Petrichor Adalah Aroma Setelah Hujan: Definisi Dan Proses Terjadinya

  • 26 Agt 2024 18:07 WIB
  •  Ampana

Petrichor, angu atau ampo (bahasa Indonesia: petrikor) adalah bau alami yang tercipta saat hujan turun di lahan kering. Kata ini berasal dari bahasa Yunani, petra yang berarti batu, dan ichor, cairan yang mengalir di pembuluh darah para dewa dalam mitologi Yunani. Bau khas hujan saat pertama kali membasahi bumi adalah petrikor atau petrichor. Kata itu berasal dari kombinasi awalan “petr” yang merujuk pada batu dan “ichor” yang merujuk pada aroma yang lemah.

Meskipun hujan itu sendiri tidak memiliki rasa atau bau. Namun saat hujan, apalagi jika sudah lama tidak hujan, ia memiliki aroma musky khas yang konon bisa menenangkan. Sumber lain dari bau hujan yang menyenangkan adalah kemungkinan flora di daerah tersebut. Beberapa tumbuhan diketahui mengeluarkan minyak saat musim kemarau, dan saat hujan turun minyak ini terlepas ke udara. Asam lemak yang mudah menguap ini, termasuk asam stearat dan asam palmitat, dapat menambah aroma tanah yang menyenangkan pada bau hujan.

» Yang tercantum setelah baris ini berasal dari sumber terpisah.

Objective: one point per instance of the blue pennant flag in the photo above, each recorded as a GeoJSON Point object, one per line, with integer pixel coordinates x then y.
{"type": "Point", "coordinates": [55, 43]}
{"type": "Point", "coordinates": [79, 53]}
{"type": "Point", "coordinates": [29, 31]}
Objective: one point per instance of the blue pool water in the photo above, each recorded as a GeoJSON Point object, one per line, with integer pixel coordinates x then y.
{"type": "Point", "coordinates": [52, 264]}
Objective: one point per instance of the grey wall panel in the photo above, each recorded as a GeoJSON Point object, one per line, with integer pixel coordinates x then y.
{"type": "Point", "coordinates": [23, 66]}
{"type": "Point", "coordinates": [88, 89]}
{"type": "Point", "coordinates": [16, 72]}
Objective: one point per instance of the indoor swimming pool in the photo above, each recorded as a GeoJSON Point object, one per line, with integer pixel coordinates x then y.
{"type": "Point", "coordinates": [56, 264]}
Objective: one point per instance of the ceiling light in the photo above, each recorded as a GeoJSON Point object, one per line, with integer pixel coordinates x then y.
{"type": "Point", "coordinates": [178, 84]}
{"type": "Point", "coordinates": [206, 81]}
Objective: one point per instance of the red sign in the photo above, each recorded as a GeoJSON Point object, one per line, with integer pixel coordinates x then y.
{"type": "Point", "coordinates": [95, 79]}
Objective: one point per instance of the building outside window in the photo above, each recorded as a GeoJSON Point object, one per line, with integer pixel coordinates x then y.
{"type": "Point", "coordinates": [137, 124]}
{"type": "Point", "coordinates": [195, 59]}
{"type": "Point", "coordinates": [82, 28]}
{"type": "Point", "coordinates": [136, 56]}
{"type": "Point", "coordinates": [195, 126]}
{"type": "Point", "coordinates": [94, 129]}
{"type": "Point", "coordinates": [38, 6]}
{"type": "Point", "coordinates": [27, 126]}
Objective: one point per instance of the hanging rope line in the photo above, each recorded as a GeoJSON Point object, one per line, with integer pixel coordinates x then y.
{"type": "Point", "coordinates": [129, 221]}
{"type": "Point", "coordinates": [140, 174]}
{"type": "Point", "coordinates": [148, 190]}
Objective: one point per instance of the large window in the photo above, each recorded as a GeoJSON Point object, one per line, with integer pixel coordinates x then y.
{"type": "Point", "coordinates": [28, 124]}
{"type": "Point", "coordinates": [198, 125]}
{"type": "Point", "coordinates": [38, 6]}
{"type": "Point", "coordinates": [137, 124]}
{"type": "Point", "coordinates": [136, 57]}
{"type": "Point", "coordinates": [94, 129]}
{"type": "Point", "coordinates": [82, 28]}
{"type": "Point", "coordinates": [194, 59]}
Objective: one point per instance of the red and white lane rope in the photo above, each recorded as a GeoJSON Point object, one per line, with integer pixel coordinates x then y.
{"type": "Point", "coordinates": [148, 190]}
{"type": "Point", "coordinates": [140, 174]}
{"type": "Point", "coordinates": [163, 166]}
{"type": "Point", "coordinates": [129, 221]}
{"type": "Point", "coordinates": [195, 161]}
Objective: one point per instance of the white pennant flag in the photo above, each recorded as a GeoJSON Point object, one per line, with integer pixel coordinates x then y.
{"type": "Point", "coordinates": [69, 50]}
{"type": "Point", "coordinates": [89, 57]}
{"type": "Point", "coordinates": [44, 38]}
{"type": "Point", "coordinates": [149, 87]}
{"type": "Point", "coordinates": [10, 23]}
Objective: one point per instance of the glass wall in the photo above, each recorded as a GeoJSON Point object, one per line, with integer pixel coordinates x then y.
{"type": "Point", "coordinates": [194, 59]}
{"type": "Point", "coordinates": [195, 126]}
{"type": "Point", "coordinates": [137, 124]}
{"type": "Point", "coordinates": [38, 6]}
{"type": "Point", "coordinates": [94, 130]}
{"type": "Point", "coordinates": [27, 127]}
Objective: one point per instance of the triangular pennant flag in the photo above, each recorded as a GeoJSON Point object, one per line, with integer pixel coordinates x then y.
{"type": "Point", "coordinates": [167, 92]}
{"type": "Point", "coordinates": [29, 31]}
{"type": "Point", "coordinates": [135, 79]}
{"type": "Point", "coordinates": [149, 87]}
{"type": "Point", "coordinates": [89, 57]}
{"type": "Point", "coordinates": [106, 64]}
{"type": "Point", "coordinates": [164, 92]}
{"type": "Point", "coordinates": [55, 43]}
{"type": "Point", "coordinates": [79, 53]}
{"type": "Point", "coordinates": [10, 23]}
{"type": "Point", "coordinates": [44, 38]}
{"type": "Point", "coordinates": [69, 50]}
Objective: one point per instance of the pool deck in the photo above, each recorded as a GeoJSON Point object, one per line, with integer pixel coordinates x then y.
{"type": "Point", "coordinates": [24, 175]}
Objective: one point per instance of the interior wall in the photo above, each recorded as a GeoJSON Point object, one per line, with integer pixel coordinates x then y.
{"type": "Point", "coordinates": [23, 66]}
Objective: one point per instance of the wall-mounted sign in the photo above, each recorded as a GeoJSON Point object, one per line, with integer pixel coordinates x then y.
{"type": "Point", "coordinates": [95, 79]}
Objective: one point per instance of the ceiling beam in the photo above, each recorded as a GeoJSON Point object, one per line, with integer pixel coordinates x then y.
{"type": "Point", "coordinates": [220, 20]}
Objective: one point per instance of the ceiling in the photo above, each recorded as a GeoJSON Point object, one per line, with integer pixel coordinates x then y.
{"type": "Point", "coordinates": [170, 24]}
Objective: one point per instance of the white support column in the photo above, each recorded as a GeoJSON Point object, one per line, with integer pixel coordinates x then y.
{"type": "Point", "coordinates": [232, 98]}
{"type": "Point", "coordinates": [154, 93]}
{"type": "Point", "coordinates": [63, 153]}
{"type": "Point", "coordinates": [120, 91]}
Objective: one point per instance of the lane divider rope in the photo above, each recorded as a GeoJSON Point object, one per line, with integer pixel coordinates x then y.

Bau lain yang terkait dengan hujan adalah ozon. Selama badai petir, petir dapat memecah molekul oksigen dan nitrogen di atmosfer, yang kemudian bergabung kembali menjadi oksida nitrat. Zat ini berinteraksi dengan bahan kimia lain di atmosfer untuk membentuk ozon, yang memiliki bau menyengat seperti klorin. Jika seseorang mencium bau hujan yang mendekat, ada kemungkinan angin dari badai yang mendekat membawa ozon dari awan ke hidung orang tersebut. Fenomena petrichor dipengaruhi oleh banyak hal. Setidaknya ada tiga faktor utama:

Minyak ozon, geosmin, dan minyak tumbuhan.

Berikut adalah penjelasan bagaimana proses terjadinya bau petrichor:

1. Petir dan Ozon

Hujan biasanya disertai sambaran petir. Saat petir menyambar, molekulnya bersifat diatomik (baca: yang memiliki dua atom) seperti oksigen dan nitrogen dipecah untuk membentuk nitrogen monoksida (NO) dan ozon (O3). Molekul ozon kemudian terbawa bersama tetesan air hujan. Tahukah Anda bahwa ozon memiliki bau yang khas? Wewangian ini mempromosikan fenomena petrichor.

2. Geosmin

Profesor Mark Butter, direktur mikrobiologi molekuler di John Innes Center (pusat penelitian dan pendidikan ilmu tanaman dan mikroba di Inggris), mengatakan bahwa saat kita mencium bau tanah basah, sebenarnya kita sedang mencium bau molekul yang dihasilkan oleh bakteri tertentu.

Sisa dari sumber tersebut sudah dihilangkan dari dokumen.